Ethical consideration: Military Medical Academy Ethics Committee for Research in Health approval was obtained and permission to carry out the study was obtained.
Criteria of inclusion/exclusion from the study: criteria of inpatients, developing HI or healthcare-associated infections, Candida spp isolation, and evaluation of the isolates as infectious agents were sought without considering differences of age, gender and ICU in patients included in the study. The patients were evaluated in terms of infection findings according to the criteria of Disease Control and Prevention (CDC). Culture results of patients who do not have the diagnosis criteria were interpreted as contamination or colonization. Repeating attacks were followed up. In the event that infection of a new area or re-infection was determined, the patient's isolate was evaluated again as a study strain. In case the isolate was diagnosed as Candida spp. as a result of microbiological investigation, it was included in the study for further examination. Patients who do not appropriate HI definition were excluded from the study. These patients were followed up until discharge and included in the study if they met the criteria. Their proper treatments were planned when an infection was in question by other pathogens. Agents other than Candida were not included.

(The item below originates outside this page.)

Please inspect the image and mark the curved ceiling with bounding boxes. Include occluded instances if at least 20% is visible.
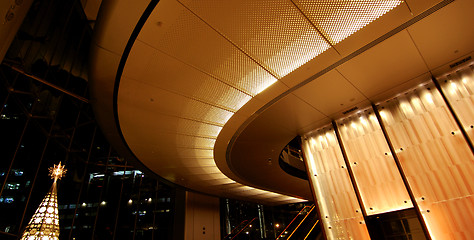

Characteristics of the cohort: our study was planned to be prospective and controlled. Age, gender, clinic of follow up, reason for primary hospitalization, applied surgical treatments, comorbidity, APACHE II score were attempted to be matched. It was paid attention for the control patients to be followed up in ICU minimum three days, use of at least one invasive tool, and minimum seven days of treatment by at least two wide-spectrum antibiotics. Patient group and cohort group were compared in terms of mortality development and risk factors.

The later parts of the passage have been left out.